Ajang Lomba Cerdas Cermat tingkat nasional selama ini dikenal sebagai salah satu kegiatan yang bertujuan memperkuat wawasan kebangsaan dan pemahaman pelajar terhadap nilai-nilai konstitusi, sejarah, serta kehidupan bernegara. Pengamat sosial menjelaskan bahwa kompetisi edukatif seperti ini penting untuk menumbuhkan generasi muda yang tidak hanya unggul secara akademik, tetapi juga memiliki kesadaran kebangsaan yang kuat. Selain kemampuan menjawab soal, peserta juga dituntut memiliki kemampuan kerja sama tim, ketenangan berpikir, dan komunikasi yang baik selama kompetisi berlangsung. Oleh sebab itu, persiapan peserta biasanya tidak hanya fokus pada materi akademik, tetapi juga penguatan mental dan strategi menghadapi pertandingan.
Dukungan antarsekolah dalam kompetisi tingkat daerah hingga nasional juga dinilai menjadi hal positif yang penting dikembangkan dalam dunia pendidikan Indonesia. Pengamat pendidikan menyebut budaya saling mendukung dan menghargai hasil kompetisi dapat membantu menciptakan lingkungan belajar yang lebih sehat dan produktif bagi siswa. Dalam banyak kasus, rivalitas yang terlalu berlebihan justru dapat mengurangi esensi pendidikan yang seharusnya membangun karakter dan solidaritas antarpelajar. Sikap SMAN 1 Pontianak yang mendukung wakil dari Sambas dipandang sebagai contoh bahwa kompetisi akademik dapat berjalan seiring dengan semangat persatuan dan kebersamaan.

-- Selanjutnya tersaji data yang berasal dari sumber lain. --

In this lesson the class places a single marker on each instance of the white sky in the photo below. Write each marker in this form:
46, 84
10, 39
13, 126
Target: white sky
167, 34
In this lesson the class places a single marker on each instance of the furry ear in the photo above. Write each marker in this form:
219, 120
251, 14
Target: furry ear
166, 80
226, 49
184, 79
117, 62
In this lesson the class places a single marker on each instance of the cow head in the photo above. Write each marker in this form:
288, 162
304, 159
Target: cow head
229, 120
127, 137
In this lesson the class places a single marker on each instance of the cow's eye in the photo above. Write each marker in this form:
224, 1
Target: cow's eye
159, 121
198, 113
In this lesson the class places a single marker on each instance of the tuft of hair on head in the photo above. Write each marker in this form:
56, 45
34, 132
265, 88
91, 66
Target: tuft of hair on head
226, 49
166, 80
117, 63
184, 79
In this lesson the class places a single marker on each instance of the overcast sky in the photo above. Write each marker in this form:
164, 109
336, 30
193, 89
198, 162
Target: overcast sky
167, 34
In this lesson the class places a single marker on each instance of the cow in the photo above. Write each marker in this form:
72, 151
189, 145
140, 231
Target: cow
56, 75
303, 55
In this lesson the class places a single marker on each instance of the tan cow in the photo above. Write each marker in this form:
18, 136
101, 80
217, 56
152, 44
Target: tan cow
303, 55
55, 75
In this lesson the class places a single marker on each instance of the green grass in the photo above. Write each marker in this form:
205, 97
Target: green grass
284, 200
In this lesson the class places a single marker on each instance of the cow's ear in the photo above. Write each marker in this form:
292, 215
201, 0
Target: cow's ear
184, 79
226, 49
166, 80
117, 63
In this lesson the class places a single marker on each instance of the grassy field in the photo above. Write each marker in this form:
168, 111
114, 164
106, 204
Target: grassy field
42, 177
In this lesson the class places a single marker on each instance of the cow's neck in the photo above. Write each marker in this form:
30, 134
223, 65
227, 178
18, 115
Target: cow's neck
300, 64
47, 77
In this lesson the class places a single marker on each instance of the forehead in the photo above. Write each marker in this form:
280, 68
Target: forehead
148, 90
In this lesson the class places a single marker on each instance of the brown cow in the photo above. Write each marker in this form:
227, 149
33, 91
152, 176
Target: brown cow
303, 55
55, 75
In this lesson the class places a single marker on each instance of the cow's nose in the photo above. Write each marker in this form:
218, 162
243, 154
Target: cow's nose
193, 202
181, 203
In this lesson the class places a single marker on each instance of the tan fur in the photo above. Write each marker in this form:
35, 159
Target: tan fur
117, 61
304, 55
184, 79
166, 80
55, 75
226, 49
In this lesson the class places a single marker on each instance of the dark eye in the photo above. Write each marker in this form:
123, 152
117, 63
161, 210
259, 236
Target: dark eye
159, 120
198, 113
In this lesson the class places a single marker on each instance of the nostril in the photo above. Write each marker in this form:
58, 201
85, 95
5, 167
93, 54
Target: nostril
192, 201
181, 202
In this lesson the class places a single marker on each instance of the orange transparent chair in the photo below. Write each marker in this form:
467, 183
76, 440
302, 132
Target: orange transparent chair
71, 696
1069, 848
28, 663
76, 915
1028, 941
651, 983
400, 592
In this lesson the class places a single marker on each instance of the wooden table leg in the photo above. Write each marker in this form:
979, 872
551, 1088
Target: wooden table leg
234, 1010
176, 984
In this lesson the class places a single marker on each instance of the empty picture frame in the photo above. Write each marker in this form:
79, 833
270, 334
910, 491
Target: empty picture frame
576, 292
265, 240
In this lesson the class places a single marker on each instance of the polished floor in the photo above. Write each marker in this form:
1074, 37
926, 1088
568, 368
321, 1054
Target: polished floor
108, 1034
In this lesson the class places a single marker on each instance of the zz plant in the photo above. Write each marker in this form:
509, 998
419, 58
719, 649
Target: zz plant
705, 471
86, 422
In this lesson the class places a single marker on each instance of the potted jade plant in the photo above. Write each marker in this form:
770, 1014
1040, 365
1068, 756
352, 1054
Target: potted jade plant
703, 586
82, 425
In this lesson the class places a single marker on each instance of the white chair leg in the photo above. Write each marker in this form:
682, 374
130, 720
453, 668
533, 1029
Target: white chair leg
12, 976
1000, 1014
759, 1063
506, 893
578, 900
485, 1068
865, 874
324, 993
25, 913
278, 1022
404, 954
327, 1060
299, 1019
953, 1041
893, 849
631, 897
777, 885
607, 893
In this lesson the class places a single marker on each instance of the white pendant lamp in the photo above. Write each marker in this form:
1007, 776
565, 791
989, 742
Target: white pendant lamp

Menjelang pelaksanaan LCC tingkat nasional, perhatian masyarakat Kalimantan Barat kini tertuju pada persiapan tim SMAN 1 Sambas yang akan membawa nama daerah di ajang tersebut. Banyak pihak berharap para siswa dapat tampil percaya diri dan memberikan hasil terbaik melalui kemampuan akademik serta semangat kebangsaan yang mereka miliki. Pengamat pendidikan menilai dukungan moral dari berbagai sekolah dan masyarakat akan menjadi motivasi penting bagi peserta dalam menghadapi persaingan tingkat nasional. Dengan semangat sportivitas dan solidaritas yang ditunjukkan antarsekolah, ajang LCC nasional diharapkan tidak hanya melahirkan prestasi akademik, tetapi juga memperkuat nilai persatuan di kalangan generasi muda Indonesia.